Он отвечает: «Нам нужно, чтобы он сыграл квотербеком»

Она говорит: «Чего? Он же девятиклассник» (имеется в виду первый год обучения в старшей школе, то есть в одной команде играют футболисты разного возраста — Прим. ред.)

Тётушка Терри всегда называла меня «мальчуган». Даже сейчас, когда мне 36 лет, она всё равно приговаривает: «Чем занят, мальчуган?» Поэтому она была уверена, что тренер сошёл с ума.

Видите ли, тем летом стольких пацанов упекли за всякое уличное дерьмо, что мне пришлось играть в команде. Первым квотербеком.

Бабуля просто орала, когда ей об этом рассказали.

«Он слишком мал! Он ещё просто дитя! О, Господь Всемогущий!»

Я такой тощий, что когда зашёл в спортзал, то даже блин поднять не могу.
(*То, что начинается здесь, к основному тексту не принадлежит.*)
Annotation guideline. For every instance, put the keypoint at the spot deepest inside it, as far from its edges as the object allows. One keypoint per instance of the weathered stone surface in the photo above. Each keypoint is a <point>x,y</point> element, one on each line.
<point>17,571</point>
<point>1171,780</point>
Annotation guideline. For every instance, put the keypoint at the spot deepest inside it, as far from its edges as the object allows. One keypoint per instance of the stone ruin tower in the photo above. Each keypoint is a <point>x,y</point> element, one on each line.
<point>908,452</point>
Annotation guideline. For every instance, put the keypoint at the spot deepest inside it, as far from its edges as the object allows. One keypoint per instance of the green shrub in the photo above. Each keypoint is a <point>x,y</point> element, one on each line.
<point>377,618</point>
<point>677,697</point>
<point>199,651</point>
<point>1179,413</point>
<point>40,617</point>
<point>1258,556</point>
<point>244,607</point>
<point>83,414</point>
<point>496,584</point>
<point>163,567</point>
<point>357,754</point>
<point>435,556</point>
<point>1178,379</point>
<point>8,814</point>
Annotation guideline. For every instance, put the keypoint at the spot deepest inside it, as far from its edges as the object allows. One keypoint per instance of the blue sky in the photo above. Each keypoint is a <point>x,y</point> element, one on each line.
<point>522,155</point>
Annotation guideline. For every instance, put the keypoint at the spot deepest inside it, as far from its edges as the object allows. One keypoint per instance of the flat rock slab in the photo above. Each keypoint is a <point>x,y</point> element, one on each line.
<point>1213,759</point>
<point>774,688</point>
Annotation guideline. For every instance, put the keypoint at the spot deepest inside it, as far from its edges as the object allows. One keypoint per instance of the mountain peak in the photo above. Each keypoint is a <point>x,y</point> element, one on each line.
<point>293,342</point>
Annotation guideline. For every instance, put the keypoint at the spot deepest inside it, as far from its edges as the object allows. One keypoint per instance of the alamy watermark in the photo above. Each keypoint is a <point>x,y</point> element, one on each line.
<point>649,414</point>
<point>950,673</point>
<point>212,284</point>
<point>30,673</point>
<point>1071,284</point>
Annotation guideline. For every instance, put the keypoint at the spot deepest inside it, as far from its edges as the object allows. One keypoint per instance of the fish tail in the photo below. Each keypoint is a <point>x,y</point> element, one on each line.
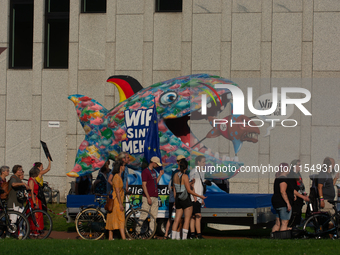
<point>88,110</point>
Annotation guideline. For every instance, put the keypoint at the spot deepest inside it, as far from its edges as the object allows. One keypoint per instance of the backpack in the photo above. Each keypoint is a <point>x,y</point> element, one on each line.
<point>6,189</point>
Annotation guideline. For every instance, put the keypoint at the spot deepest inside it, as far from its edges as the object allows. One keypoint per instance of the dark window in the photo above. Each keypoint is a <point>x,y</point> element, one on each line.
<point>169,5</point>
<point>93,6</point>
<point>21,34</point>
<point>57,33</point>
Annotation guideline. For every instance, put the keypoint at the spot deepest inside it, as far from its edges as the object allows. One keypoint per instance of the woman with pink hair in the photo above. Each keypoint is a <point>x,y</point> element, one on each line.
<point>282,198</point>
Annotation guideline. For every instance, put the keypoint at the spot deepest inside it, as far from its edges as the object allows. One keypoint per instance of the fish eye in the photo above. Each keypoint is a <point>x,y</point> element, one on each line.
<point>168,98</point>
А должен играть против полностью сформировавшихся мужиков. Это вам не «Огни ночной пятницы» (известная книга про школьную команду по американскому футболу из Техаса. Позже её экранизировали как фильм и сериал — Прим. ред.). Тут всё по-другому. В Мобайле ребятки могли перед игрой хлебнуть чего погорячее. Некоторые опрокидывали пинту джина, а затем выходили и делали по 30 захватов, серьёзно. Один мой сокомандник так крепко бил соперников, что у него самого шишка вылезала из головы как у мультяшного персонажа. Как из долбаных «Луни Тьюнс» или типа того. (спросите Кадиллака Уильямса! Он вам расскажет!)

Вот против кого мне предстояло играть. А знаете, с кем был первый матч?

БЛАУНТ-ХАЙ.

Видите, если вы не отсюда, то и не шарите. Это пацаны из Причарда. Три года подряд выигрывали чемпионат штата. Это уже просто взрослые мужики, серьёзно. Думаете, я прикалываюсь? Блин, да их отстранили на весь сезон из-за того, что в команде играли футболисты старше, чем надо. И вот я со своей тощей жопой бегу изо всех сил, пытаюсь не сдохнуть в игре против мужиков, которые должны в колледже играть.

Моя бабуля после каждой игры звонила дядям, стоя на коленях: «Он в порядке? Он дышит?»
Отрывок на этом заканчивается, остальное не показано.